Diese Verschiebung kann nicht nur auf die relative Leistung seines Ferrari zurückzuführen sein, mit dem Vettel seit seiner Ankunft in Maranello Anfang 2015 insgesamt 14 Rennen gewonnen hat. Seine Saison 2014, in der er noch bei Red Bull fuhr, war bereits durchwachsen. Das Auto dominierte nicht mehr wie in den vier vorangegangenen Jahren: Nur drei Siege erzielte das Team in diesem Jahr, und alle drei gingen auf das Konto seines neuen Teamkollegen Daniel Ricciardo. Mercedes hatte sich mit Beginn der Formel-1-Hybrid-Ära eindrucksvoll an die Spitze gesetzt.
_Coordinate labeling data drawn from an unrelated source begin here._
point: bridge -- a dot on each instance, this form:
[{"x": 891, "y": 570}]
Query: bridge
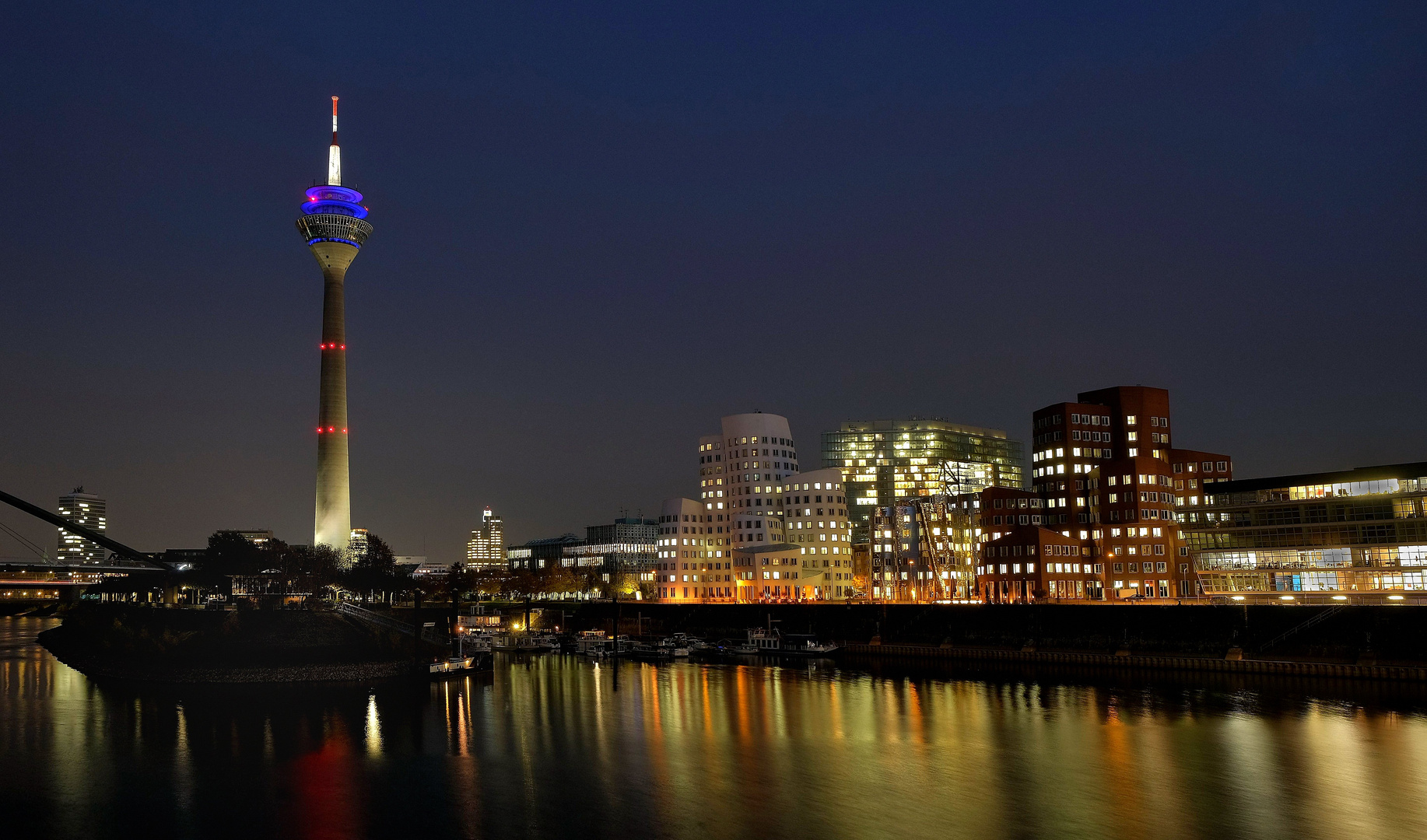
[{"x": 23, "y": 578}]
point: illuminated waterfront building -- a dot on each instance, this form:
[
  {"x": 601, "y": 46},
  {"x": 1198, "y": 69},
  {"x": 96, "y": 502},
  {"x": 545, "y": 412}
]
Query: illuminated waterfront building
[
  {"x": 258, "y": 538},
  {"x": 694, "y": 554},
  {"x": 89, "y": 511},
  {"x": 335, "y": 227},
  {"x": 359, "y": 541},
  {"x": 1355, "y": 535},
  {"x": 1033, "y": 564},
  {"x": 739, "y": 467},
  {"x": 1109, "y": 474},
  {"x": 486, "y": 549},
  {"x": 771, "y": 574},
  {"x": 886, "y": 461},
  {"x": 540, "y": 554}
]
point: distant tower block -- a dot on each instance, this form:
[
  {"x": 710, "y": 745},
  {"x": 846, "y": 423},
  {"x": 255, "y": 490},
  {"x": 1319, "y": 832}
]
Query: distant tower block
[{"x": 335, "y": 226}]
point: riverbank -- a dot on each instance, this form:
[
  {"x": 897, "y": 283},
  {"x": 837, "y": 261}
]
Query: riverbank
[
  {"x": 253, "y": 646},
  {"x": 1176, "y": 636}
]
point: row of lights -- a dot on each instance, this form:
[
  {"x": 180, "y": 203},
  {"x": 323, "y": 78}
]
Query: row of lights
[{"x": 1334, "y": 598}]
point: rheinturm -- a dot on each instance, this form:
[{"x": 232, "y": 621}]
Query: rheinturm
[{"x": 335, "y": 224}]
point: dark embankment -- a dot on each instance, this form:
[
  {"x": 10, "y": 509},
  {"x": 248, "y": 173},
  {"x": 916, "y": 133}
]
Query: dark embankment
[
  {"x": 181, "y": 645},
  {"x": 1349, "y": 635}
]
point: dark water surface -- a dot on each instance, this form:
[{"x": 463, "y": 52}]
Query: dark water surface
[{"x": 549, "y": 747}]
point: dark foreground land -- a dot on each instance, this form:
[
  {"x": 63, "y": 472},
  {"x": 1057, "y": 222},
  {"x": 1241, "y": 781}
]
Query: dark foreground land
[
  {"x": 1355, "y": 635},
  {"x": 181, "y": 645}
]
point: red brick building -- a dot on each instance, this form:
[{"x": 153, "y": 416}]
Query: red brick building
[
  {"x": 1036, "y": 564},
  {"x": 1110, "y": 478}
]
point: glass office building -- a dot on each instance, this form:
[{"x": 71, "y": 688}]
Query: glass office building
[
  {"x": 884, "y": 461},
  {"x": 1358, "y": 537}
]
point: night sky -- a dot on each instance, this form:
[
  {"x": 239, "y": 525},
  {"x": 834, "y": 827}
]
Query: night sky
[{"x": 601, "y": 227}]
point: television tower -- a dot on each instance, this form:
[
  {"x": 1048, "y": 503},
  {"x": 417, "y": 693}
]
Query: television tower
[{"x": 335, "y": 226}]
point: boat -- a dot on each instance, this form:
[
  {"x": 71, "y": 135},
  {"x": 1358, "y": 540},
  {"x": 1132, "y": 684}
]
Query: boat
[
  {"x": 514, "y": 642},
  {"x": 458, "y": 665},
  {"x": 650, "y": 653},
  {"x": 807, "y": 645},
  {"x": 761, "y": 641}
]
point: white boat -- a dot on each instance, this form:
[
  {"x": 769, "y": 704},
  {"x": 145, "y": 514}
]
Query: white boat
[
  {"x": 761, "y": 641},
  {"x": 458, "y": 665},
  {"x": 521, "y": 642}
]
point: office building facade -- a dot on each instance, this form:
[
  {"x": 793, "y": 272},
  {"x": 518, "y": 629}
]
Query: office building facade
[
  {"x": 486, "y": 549},
  {"x": 892, "y": 460},
  {"x": 1358, "y": 535},
  {"x": 694, "y": 554},
  {"x": 1109, "y": 477}
]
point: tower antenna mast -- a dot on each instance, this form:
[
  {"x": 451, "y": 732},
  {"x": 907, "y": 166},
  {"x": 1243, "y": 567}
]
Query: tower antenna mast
[{"x": 335, "y": 154}]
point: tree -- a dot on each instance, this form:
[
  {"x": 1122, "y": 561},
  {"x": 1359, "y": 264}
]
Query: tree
[{"x": 374, "y": 569}]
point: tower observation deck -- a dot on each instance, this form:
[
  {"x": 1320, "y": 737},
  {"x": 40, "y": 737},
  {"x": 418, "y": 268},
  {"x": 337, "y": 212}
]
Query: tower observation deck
[{"x": 335, "y": 226}]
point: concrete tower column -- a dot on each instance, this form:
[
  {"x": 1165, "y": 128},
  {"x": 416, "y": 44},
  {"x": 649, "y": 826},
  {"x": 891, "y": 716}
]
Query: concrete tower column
[
  {"x": 335, "y": 226},
  {"x": 333, "y": 523}
]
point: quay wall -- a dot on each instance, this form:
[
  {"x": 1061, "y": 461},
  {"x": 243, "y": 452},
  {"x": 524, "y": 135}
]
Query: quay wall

Sebastian Vettel wurde am 3. Juli 1987 in Heppenheim geboren und bereits früh mit Michael Schumacher verglichen. Auch der siebenfache Formel 1 Weltmeister hatte seine Karriere im Alter von acht Jahren im Kartsport begonnen. Beide Fahrer zeigten während ihrer gesamten frühen Laufbahn herausragende Leistungen. Schumacher, zu jener Zeit bereits zweifacher F1-Weltmeister mit Benetton, begann, sich für Vettels Karriere zu interessieren, als dieser im Kartsport aufstieg. Von da an ging es Schlag auf Schlag: Vettel wechselte 2003 in die Formel BMW und holte sich im folgenden Jahr mit 18 Siegen in 20 Rennen den Titel. Zu jener Zeit war er noch keine 18 und ohne Führerschein. Folglich musste sein Vater Norbert, ein unermüdlicher Fan, das Familienauto und seinen Sohn von Veranstaltung zu Veranstaltung fahren.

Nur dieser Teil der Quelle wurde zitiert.